Charges of fraud in Afghanistan's presidential election are growing and they could sway the final result, the commission investigating complaints said Sunday.
The independent Electoral Complaints Commission had received 225 complaints since the start of Thursday's vote, including 35 allegations that are "material to the election results," said Grant Kippen, the head of the UN-backed body. The main complaints are over the rigging of ballot boxes, he added.
President Hamid Karzai's top challenger, former foreign minister Abdullah Abdullah, widened allegations of fraud against Karzai and his government on Sunday, saying ballots marked for Karzai were coming in from volatile southern districts where no vote was held, and that turnout was being reported as 40 per cent in areas where only 10 per cent of voters cast ballots.

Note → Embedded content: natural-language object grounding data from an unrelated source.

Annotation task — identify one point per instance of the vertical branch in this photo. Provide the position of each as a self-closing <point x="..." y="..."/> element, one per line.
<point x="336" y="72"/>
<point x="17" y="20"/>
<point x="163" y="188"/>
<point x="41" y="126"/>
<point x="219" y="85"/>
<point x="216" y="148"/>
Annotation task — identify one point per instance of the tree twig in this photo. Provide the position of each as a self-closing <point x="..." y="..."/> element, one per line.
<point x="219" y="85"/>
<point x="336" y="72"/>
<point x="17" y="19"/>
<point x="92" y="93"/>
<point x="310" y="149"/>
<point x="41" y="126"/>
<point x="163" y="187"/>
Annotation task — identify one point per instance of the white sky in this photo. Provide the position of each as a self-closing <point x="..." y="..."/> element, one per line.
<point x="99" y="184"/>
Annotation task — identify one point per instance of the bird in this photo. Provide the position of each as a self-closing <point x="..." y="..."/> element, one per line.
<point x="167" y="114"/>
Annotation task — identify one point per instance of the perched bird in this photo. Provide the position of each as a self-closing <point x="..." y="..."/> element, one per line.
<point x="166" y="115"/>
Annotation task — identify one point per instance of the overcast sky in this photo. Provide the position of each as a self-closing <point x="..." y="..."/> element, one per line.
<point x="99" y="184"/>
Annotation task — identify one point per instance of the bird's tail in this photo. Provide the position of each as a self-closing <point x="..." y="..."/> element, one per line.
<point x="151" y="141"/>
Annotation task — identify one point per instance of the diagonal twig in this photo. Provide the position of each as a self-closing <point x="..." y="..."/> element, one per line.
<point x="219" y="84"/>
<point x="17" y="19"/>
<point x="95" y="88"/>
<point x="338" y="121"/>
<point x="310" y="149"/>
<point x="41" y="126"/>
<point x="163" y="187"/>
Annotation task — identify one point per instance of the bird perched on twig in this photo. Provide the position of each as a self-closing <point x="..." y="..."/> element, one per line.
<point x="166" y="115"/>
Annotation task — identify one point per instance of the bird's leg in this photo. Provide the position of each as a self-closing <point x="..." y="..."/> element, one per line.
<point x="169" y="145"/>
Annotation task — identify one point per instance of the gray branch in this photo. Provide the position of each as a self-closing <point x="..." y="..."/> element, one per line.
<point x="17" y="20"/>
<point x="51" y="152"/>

"My focus today is on the big fraud. Big fraud, which can have an impact on the outcome of the election," said Abdullah. "This has to be prevented. That is critical for the survival of the process."
The U.S. special envoy to Afghanistan urged patience for the official complaints process to run its course before judging the vote's legitimacy.
"There are always rumours in Afghanistan," said Richard Holbrooke in the western city of Herat.
"We have disputed elections in the United States. There may be some questions. That would not surprise me at all. I expect it."
Millions of Afghans voted in the country's second-ever direct presidential election, although Taliban threats and attacks appeared to hold down the turnout, especially in the south.
Preliminary results are now expected on Tuesday. Final results won't be available until next month. If neither Karzai nor Abdullah wins 50 per cent or more, there will be a run-off vote, probably in October.